Deputy Speaker of the Rhode Island House of Representatives
- In office January 2010 – December 2022
- Speaker: William Murphy; Gordon Fox; Nicholas Mattiello; Joe Shekarchi;
- Succeeded by: Raymond Hull

Personal details
- Born: August 18, 1953 (age 72)
- Party: Democratic
- Spouse: Frank J. Fiorenzano
- Education: University of Rhode Island (BA)
- Occupation: Educator; politician;

= Charlene Lima =

American politician

Charlene M. Lima (born August 18, 1953) is an American politician who has served as a Democratic member of the Rhode Island House of Representatives since 1993, first representing the 13th district (later the 14th district after redistricting).
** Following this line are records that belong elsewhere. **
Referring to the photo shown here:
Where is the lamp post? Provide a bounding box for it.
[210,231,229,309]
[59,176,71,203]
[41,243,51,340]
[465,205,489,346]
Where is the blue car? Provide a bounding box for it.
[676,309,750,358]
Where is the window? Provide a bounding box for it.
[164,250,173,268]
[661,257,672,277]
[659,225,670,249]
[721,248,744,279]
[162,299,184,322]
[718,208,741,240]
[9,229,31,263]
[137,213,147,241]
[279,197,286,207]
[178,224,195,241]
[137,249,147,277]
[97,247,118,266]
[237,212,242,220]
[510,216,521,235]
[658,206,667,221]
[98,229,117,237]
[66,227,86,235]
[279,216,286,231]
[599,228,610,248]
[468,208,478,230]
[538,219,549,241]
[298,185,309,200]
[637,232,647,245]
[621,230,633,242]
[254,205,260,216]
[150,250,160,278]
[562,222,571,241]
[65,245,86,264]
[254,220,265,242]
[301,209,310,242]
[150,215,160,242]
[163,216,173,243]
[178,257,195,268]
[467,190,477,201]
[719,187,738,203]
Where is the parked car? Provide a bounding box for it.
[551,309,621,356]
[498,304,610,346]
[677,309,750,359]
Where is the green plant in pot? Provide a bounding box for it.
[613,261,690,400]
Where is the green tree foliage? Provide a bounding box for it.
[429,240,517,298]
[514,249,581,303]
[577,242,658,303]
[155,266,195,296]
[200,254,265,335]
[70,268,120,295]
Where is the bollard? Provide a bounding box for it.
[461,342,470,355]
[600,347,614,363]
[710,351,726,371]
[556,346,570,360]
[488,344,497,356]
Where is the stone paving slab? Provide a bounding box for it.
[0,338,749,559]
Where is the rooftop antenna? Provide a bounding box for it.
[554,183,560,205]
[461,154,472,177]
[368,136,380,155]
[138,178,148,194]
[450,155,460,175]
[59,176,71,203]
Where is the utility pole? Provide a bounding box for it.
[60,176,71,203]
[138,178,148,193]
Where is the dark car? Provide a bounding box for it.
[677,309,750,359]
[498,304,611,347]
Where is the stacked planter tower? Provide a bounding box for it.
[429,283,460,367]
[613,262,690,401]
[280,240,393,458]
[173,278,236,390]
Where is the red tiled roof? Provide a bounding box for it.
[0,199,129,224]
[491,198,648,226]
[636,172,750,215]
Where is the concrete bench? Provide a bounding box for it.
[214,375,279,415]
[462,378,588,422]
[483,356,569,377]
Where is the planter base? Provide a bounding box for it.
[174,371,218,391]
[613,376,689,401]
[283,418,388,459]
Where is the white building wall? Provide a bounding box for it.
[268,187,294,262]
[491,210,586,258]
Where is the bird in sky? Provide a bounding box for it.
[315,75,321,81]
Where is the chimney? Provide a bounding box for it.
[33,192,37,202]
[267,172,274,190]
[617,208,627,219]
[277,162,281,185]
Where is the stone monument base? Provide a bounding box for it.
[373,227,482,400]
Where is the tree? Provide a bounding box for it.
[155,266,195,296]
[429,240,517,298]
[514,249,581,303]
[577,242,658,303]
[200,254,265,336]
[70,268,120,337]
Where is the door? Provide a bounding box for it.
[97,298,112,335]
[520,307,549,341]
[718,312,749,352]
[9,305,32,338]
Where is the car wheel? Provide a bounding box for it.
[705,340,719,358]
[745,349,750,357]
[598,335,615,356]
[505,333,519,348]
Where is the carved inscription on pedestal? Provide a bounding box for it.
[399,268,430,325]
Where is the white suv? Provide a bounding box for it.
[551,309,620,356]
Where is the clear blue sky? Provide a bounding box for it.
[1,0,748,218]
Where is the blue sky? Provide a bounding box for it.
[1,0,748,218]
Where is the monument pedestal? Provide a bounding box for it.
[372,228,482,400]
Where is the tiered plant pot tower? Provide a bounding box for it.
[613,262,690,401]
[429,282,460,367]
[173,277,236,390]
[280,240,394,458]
During the 2009-2010 sessions, she served on the House Committees on Corporations, Separation of Powers, and Oversight. She also served as Chairperson of the Special House Commission to examine the issue of licensing of builders and contractors. Lima served as the Deputy Speaker of the House from 2010-2022. Outside of politics, she was a teacher for the Providence Public School District.